Text Embeddings by Weakly-Supervised Contrastive Pre-training
This provides a scalable solution for tasks like retrieval and classification, though it is incremental in improving existing embedding methods.
The paper tackles the problem of creating general-purpose text embeddings by introducing E5, a model trained with weakly-supervised contrastive pre-training, which achieves state-of-the-art performance in zero-shot retrieval by outperforming BM25 on BEIR and sets a new benchmark on MTEB when fine-tuned.
This paper presents E5, a family of state-of-the-art text embeddings that transfer well to a wide range of tasks.
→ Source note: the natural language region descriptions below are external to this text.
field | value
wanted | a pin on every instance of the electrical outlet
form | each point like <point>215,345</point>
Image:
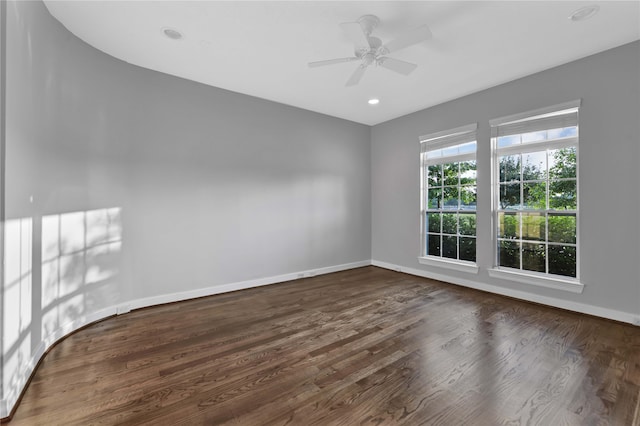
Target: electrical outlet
<point>123,309</point>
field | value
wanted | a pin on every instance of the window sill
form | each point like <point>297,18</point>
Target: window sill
<point>569,285</point>
<point>458,265</point>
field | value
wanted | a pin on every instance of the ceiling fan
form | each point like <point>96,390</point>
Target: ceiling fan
<point>370,50</point>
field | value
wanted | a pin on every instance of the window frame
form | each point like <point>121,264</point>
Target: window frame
<point>542,279</point>
<point>440,140</point>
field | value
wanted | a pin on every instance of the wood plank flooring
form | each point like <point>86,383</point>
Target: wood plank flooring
<point>366,346</point>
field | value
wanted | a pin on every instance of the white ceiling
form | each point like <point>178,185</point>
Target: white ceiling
<point>261,48</point>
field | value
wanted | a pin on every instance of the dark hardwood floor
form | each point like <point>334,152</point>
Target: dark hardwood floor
<point>366,346</point>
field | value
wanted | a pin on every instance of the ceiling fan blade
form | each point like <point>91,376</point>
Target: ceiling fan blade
<point>412,37</point>
<point>356,76</point>
<point>353,30</point>
<point>402,67</point>
<point>331,62</point>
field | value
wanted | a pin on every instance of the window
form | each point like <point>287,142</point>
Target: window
<point>449,195</point>
<point>536,192</point>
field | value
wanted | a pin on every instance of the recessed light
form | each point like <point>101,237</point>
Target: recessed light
<point>172,34</point>
<point>584,13</point>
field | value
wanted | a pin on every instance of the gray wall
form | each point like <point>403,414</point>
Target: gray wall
<point>609,85</point>
<point>123,183</point>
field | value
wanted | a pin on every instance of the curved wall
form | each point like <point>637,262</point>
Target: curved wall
<point>127,187</point>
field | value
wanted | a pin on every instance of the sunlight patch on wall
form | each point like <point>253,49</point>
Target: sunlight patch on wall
<point>80,252</point>
<point>16,309</point>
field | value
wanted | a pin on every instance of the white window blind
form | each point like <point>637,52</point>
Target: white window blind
<point>457,144</point>
<point>536,191</point>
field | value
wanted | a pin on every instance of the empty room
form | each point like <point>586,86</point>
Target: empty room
<point>320,213</point>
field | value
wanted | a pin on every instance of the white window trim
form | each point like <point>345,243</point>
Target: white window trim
<point>557,282</point>
<point>444,262</point>
<point>531,278</point>
<point>439,140</point>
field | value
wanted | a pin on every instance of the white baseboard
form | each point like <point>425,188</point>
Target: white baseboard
<point>517,294</point>
<point>241,285</point>
<point>12,395</point>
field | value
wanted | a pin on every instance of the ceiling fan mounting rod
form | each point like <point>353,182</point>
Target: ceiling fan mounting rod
<point>368,23</point>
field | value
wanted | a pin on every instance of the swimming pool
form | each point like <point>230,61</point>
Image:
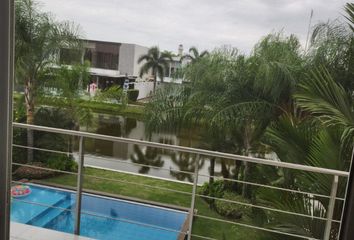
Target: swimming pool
<point>101,217</point>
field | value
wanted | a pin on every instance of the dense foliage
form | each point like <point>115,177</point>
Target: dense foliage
<point>279,99</point>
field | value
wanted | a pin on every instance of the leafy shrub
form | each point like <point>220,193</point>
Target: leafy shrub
<point>232,210</point>
<point>26,172</point>
<point>214,190</point>
<point>133,95</point>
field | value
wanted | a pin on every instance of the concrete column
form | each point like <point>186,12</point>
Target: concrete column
<point>6,82</point>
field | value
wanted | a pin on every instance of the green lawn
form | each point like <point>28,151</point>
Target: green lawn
<point>131,110</point>
<point>135,189</point>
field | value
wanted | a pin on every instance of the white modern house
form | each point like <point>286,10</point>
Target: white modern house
<point>111,62</point>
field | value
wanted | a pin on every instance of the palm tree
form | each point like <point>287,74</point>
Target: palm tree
<point>155,61</point>
<point>38,41</point>
<point>329,101</point>
<point>349,8</point>
<point>194,54</point>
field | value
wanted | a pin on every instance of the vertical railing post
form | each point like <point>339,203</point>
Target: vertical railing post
<point>194,191</point>
<point>6,86</point>
<point>79,186</point>
<point>330,209</point>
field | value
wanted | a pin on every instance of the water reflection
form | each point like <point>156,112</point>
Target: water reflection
<point>150,157</point>
<point>186,165</point>
<point>114,155</point>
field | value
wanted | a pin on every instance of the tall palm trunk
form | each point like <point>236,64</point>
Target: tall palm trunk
<point>155,80</point>
<point>30,119</point>
<point>247,169</point>
<point>238,166</point>
<point>212,171</point>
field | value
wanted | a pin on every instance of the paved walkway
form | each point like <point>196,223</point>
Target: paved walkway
<point>26,232</point>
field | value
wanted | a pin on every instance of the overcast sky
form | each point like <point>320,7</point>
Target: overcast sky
<point>203,23</point>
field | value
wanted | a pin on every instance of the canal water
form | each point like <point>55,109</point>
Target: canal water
<point>143,160</point>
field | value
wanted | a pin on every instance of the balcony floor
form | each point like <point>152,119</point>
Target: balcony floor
<point>26,232</point>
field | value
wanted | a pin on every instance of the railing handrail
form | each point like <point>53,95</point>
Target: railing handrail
<point>185,149</point>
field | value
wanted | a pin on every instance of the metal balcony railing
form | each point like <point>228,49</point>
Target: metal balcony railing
<point>200,153</point>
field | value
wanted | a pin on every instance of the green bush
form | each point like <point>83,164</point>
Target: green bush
<point>133,95</point>
<point>214,190</point>
<point>233,210</point>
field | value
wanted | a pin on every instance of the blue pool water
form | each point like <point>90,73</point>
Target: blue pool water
<point>116,220</point>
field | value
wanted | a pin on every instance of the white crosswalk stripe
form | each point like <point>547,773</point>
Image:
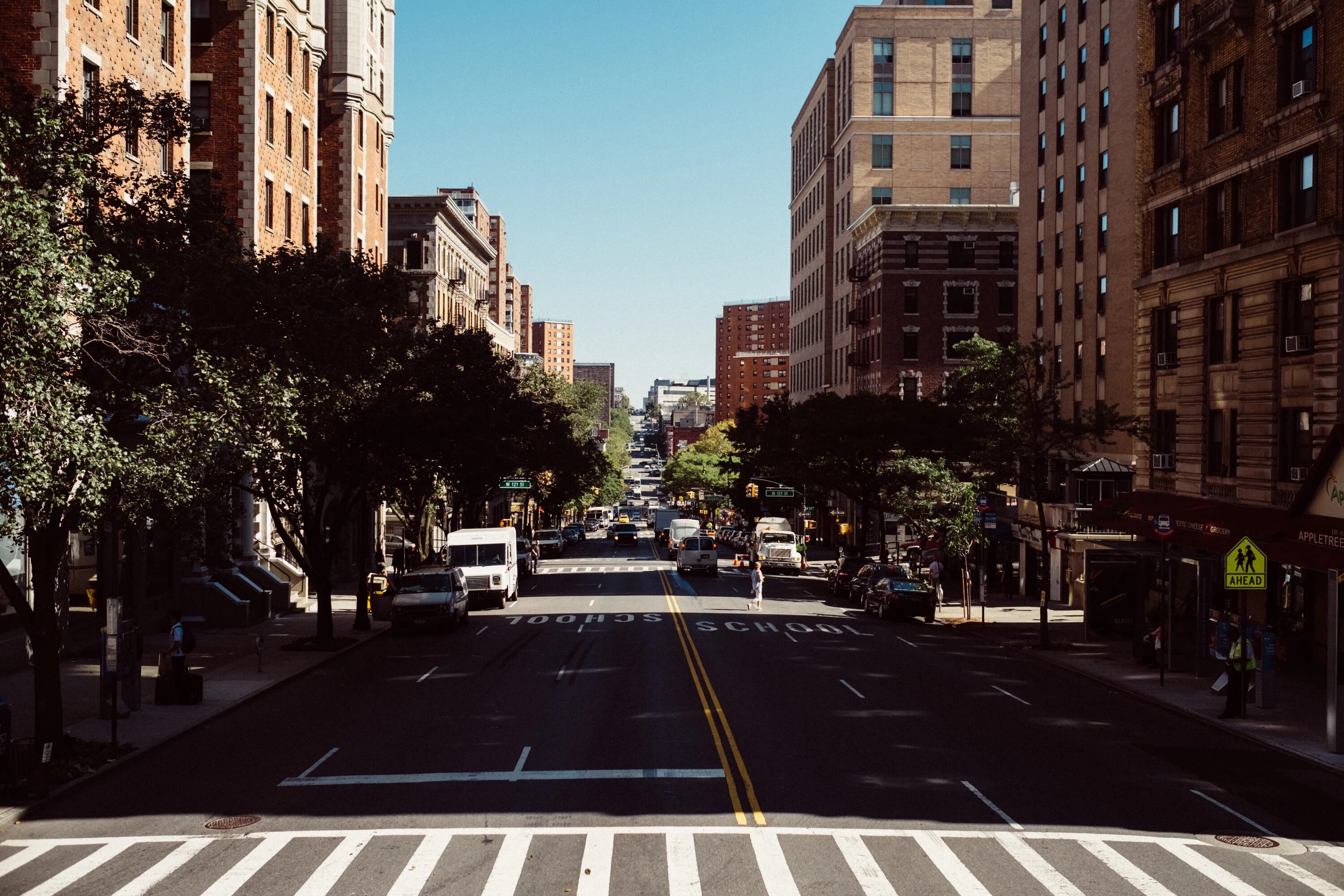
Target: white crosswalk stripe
<point>1078,864</point>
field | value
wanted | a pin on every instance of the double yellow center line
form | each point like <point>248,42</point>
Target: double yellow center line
<point>714,716</point>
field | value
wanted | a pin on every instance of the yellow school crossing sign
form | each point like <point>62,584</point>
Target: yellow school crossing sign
<point>1244,567</point>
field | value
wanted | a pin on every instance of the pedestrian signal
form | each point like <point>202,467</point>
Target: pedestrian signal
<point>1244,567</point>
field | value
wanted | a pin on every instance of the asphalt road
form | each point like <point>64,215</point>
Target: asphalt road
<point>628,730</point>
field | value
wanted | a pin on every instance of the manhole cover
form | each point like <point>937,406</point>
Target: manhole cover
<point>1246,841</point>
<point>234,823</point>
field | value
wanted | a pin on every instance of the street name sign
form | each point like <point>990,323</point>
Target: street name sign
<point>1244,567</point>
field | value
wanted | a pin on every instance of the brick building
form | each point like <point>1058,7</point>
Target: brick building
<point>357,124</point>
<point>926,279</point>
<point>554,342</point>
<point>70,45</point>
<point>922,105</point>
<point>1080,77</point>
<point>254,108</point>
<point>750,355</point>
The model is trained in a contrastive manner with weak supervision signals from our curated large-scale text pair dataset (called CCPairs). E5 can be readily used as a general-purpose embedding model for any tasks requiring a single-vector representation of texts such as retrieval, clustering, and classification, achieving strong performance in both zero-shot and fine-tuned settings. We conduct extensive evaluations on 56 datasets from the BEIR and MTEB benchmarks. For zero-shot settings, E5 is the first model that outperforms the strong BM25 baseline on the BEIR retrieval benchmark without using any labeled data. When fine-tuned, E5 obtains the best results on the MTEB benchmark, beating existing embedding models with 40x more parameters.